A former coach at a Florida university recently filed a workplace discrimination suit against the institution. According to the workplace discrimination claim, the university behaved in a discriminatory way toward him after he revealed that he suffered from multiple sclerosis. He alleges that he was then terminated after complaining about how he was treated by the school's officials.
The man who filed the claim is Condric Sanders, who was an assistant coach for the men's basketball team at Florida A&M University. He received his multiple sclerosis diagnosis in 2013. After being diagnosed, he alleges that he was kept separate from his team when they went on trips and was not allowed to have any say in team affairs. In addition, the former coach said he was kept from scouting and was was not chosen for a promotion because of his illness.
After being asked by the then-head coach for the days he would need off for doctor's appointments, the man says that he realized that his illness was an issue for his employer. The man filed a disability discrimination charge with the Equal Employment Opportunity Commission. He was fired less than one month later, which he believes was retaliatory.

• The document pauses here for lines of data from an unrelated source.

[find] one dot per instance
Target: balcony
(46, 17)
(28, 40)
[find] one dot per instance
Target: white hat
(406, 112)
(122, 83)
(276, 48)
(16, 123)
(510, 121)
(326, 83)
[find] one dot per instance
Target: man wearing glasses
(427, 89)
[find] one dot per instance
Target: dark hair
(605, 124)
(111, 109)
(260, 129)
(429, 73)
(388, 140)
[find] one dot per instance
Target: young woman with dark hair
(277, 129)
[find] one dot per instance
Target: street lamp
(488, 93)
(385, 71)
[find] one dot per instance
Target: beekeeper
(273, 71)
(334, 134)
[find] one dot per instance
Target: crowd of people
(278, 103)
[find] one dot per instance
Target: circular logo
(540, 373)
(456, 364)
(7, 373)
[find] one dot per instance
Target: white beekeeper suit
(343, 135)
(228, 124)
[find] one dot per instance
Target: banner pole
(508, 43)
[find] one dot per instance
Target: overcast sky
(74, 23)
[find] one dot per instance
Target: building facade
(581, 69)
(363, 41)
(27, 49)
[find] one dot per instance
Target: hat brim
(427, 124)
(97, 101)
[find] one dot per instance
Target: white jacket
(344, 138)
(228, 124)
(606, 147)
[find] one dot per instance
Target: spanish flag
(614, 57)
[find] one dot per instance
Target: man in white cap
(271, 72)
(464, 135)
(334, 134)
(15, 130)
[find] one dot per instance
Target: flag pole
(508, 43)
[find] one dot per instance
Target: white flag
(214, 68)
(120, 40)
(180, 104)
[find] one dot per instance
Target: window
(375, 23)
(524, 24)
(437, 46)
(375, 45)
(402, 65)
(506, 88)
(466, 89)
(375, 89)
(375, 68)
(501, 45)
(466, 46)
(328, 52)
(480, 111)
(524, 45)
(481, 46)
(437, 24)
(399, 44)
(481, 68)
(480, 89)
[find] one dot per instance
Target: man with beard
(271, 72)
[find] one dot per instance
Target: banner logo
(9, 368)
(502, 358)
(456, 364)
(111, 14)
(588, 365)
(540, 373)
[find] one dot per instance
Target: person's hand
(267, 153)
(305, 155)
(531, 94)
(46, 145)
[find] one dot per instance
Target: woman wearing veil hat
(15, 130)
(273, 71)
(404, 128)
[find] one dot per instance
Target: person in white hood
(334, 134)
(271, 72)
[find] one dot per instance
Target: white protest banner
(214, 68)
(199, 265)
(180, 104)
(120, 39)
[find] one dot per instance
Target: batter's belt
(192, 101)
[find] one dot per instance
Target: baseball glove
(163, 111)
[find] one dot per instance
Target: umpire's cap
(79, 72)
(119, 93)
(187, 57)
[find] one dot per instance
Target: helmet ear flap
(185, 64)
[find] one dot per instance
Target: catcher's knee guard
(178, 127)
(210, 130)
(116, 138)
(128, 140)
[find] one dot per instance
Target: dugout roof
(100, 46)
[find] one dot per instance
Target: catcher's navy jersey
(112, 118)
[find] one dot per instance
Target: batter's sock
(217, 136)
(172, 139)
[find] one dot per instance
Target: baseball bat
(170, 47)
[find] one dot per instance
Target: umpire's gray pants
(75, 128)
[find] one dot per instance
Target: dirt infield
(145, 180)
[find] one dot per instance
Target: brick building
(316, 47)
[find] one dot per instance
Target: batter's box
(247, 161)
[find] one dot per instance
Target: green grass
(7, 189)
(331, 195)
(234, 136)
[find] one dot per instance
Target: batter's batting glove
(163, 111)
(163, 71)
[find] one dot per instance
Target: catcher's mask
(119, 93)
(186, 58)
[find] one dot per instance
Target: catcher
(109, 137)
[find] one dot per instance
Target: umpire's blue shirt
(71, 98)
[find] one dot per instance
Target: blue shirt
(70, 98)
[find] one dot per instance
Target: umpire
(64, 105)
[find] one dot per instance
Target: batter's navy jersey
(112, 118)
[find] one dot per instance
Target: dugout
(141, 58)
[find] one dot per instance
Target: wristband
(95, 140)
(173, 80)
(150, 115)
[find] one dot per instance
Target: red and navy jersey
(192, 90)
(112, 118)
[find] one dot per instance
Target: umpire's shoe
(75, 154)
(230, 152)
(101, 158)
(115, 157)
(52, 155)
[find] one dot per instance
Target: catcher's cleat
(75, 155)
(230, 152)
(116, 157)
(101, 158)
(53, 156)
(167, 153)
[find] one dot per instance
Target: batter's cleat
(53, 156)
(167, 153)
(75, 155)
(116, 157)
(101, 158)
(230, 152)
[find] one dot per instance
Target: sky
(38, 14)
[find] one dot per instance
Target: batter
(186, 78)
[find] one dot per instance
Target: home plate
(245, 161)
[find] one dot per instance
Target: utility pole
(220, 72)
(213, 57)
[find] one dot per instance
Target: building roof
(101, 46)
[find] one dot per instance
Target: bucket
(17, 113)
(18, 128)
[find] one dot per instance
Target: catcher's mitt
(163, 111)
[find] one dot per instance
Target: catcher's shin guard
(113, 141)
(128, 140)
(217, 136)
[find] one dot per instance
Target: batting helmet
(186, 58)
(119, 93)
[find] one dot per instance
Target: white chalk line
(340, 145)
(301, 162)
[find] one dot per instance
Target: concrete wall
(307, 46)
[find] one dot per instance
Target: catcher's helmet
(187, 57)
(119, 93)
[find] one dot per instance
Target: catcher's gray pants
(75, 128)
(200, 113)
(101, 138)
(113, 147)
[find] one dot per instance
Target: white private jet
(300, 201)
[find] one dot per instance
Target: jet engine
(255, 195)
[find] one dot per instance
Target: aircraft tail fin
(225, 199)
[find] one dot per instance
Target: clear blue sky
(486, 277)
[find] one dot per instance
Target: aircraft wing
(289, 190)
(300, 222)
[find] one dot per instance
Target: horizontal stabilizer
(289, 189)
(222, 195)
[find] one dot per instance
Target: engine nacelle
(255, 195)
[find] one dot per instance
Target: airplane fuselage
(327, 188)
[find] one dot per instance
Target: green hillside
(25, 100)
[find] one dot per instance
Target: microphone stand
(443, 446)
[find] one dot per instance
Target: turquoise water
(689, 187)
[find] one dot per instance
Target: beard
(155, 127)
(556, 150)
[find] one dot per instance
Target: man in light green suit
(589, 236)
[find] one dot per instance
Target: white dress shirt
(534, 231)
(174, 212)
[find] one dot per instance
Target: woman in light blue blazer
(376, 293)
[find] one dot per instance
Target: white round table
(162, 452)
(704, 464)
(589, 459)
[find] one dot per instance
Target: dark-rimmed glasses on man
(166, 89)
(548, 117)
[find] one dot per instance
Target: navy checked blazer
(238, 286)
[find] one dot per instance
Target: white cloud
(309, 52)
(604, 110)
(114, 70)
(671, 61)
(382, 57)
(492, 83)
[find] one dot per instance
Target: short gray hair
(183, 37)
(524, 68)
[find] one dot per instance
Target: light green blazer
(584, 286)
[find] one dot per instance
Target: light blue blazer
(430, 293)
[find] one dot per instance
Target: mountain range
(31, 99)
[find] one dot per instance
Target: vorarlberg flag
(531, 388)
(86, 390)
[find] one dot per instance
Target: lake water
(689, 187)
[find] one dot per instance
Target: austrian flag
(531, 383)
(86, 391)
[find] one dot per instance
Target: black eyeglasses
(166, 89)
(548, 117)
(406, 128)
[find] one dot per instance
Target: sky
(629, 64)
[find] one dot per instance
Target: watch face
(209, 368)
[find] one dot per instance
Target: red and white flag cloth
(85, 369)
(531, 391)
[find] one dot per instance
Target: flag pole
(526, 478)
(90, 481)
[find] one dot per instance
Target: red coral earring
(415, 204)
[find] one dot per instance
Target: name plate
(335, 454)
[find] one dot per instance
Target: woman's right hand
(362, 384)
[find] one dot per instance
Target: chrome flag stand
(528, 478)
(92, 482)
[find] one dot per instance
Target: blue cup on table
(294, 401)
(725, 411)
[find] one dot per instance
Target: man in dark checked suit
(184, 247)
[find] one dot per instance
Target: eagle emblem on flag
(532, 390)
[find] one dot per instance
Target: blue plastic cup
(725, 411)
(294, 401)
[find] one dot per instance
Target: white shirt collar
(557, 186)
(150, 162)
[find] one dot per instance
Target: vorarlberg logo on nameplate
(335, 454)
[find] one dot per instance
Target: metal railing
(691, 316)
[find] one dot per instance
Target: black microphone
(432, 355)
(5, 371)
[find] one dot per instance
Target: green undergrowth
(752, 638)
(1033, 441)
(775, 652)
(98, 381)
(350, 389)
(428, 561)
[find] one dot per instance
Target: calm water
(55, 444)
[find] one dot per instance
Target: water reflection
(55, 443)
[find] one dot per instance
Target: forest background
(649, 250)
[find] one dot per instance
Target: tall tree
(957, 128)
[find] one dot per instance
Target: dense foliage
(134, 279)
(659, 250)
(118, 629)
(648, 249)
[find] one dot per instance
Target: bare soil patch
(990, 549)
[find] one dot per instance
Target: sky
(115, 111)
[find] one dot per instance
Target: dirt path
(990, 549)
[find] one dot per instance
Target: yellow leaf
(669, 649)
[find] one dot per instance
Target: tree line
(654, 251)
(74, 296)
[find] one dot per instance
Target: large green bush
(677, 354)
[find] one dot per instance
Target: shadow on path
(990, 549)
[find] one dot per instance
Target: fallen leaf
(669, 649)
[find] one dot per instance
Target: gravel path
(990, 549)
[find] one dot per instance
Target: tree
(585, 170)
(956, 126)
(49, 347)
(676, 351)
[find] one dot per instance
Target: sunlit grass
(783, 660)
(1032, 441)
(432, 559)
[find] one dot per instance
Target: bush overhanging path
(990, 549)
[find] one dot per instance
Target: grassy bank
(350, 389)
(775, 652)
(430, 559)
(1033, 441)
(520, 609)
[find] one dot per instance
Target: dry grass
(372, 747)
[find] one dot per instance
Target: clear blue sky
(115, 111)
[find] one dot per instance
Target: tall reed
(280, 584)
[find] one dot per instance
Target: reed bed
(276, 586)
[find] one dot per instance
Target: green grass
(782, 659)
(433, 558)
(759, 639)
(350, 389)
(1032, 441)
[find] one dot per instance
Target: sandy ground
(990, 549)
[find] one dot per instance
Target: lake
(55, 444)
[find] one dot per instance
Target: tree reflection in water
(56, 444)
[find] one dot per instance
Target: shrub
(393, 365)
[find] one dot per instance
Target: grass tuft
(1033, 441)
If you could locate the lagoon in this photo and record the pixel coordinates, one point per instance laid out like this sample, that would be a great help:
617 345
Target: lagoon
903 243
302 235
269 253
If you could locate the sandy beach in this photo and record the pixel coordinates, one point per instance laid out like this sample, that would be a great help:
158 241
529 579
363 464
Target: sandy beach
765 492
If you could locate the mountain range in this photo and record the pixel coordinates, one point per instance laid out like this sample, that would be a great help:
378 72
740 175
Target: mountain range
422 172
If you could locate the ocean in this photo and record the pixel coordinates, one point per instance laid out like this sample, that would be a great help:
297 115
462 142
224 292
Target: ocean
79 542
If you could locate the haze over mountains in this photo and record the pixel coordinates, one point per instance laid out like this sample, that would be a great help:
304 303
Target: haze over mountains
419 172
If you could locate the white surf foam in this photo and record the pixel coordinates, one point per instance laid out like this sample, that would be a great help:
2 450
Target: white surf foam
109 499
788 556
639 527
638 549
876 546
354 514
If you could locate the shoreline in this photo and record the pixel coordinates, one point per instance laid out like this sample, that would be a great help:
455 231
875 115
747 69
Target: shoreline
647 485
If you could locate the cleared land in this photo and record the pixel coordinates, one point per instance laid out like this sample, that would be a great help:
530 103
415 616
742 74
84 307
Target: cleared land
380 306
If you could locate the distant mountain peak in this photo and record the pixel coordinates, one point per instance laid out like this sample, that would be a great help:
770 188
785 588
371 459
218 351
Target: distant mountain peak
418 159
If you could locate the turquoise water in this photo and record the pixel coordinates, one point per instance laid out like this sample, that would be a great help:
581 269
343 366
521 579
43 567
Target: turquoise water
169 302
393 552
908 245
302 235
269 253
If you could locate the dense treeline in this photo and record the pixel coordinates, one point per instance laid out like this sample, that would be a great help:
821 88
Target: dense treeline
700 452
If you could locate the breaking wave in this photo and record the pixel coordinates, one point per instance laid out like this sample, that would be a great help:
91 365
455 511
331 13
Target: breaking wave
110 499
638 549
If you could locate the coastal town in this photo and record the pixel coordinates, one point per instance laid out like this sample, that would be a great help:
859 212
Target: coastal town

It is unlawful for an employer to discriminate against a worker in Florida. In the same way, companies are not legally allowed to fire employees for reporting discrimination to the authorities. If evidence exists that an employer has committed these acts, the allegedly wronged employee reserves the right to file a workplace discrimination lawsuit against his or her employer. Various outcomes could result from a successfully fought claim, depending on the specifics of the case. Outcomes may include back pay or even reinstatement to a position.